Appena il giorno prima, il portavoce del Cremlino Dmitry Peshkov aveva fatto davanti ai giornalisti i suoi auguri di completa guarigione ad Aleksei Navalny (sempre senza nominarlo, come da ordini superiori) e aveva assicurato che poteva fare ritorno in Russia quando voleva. Parole un po' troppo zuccherose per essere credibili. Ieri infatti il capo dell'unica vera opposizione politica a Vladimir Putin, fresco di dimissioni dall'ospedale Charité di Berlino dove ha passato diciotto giorni in coma in seguito ad avvelenamento da novichok, ha saputo quale sarebbe il tipo di accoglienza che lo attende: un bel processo, da affrontare oltretutto senza casa e senza un soldo in tasca. E questo perché, con notevole tempismo, un giudice ha ordinato il sequestro sia dell'appartamento moscovita sia dei conti bancari dell'uomo politico e blogger russo.
Non si tratta, in realtà, di una sorpresa. All'origine di questa iniziativa giudiziaria ad orologeria c'è un personaggio famigerato, quello Yevgeni Prigozhin al quale una diffusa semplificazione giornalistica ha appiccicato addosso l'etichetta di «cuoco di Putin». Prigozhin, in realtà, è qualcosa di molto diverso e di assai più vicino al presidente russo. Ha conosciuto Putin, è vero, nella veste di ristoratore di lusso a San Pietroburgo, ma è stato capace di farsi apprezzare da lui per ben altri aspetti della sua multiforme attività imprenditoriale. Prigozhin è dunque, anche se pubblicamente lo nega, l'uomo al vertice dell'organizzazione di mercenari russi Wagner, che Putin ha più volte utilizzato al posto delle forze regolari russe dapprima in Crimea nel 2014 e poi in Ucraina, in Siria e in Libia. Ed è anche il capo della cosiddetta «fabbrica dei troll», che sempre da San Pietroburgo sparge sui social e sui media di tutto il mondo per conto del Cremlino una sapiente disinformazija che punta a confondere l'opinione pubblica occidentale e a condizionarla a fini elettorali.

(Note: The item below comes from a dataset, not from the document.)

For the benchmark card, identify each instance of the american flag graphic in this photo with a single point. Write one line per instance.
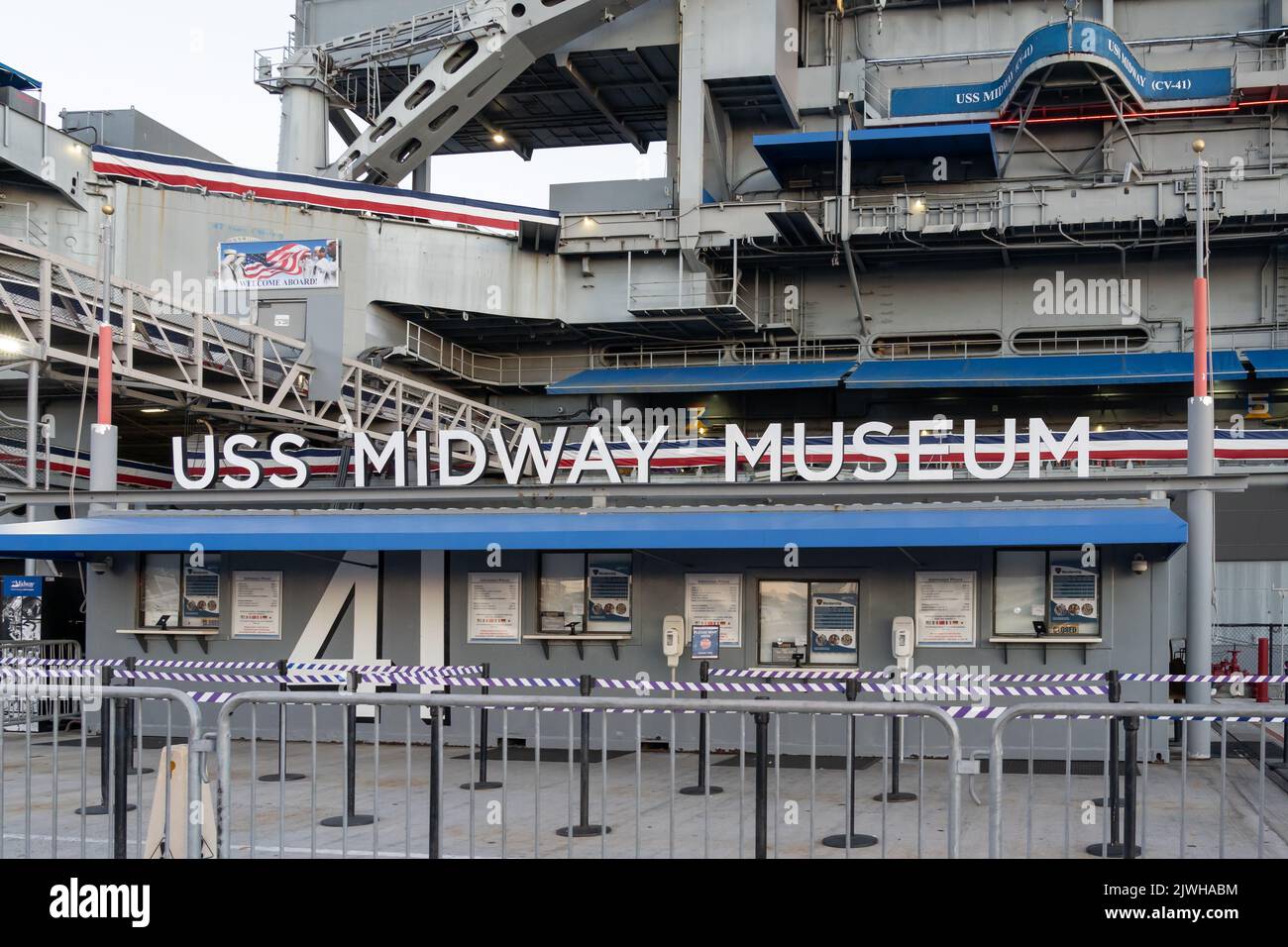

Lo scorso 26 agosto, mentre Navalny era in coma a Berlino, questo personaggio ha fatto una dichiarazione nel suo inconfondibile greve stile: «Se non tirerà le cuoia, voglio strappargli di dosso i vestiti e le scarpe, lo rovinerò».
Per ottenere questo risultato, Prigozhin ha scelto vie legali, le stesse che a suo tempo distrussero un uomo potentissimo come Mikhail Khodorkovski: ha provveduto a riscattare un debito da un milione di euro circa che Navalny e la sua Fondazione anti-corruzione avevano nei confronti di una società di catering, e che non erano riusciti a onorare perché i loro fondi venivano sistematicamente bloccati da qualche sentenza di tribunale. Divenuto così davanti alla legge il creditore di Navalny, ne ha ottenuto il sequestro della casa e dei conti bancari. Eccolo, il bentornato di cui parlava con parole soavi il portavoce del Cremlino.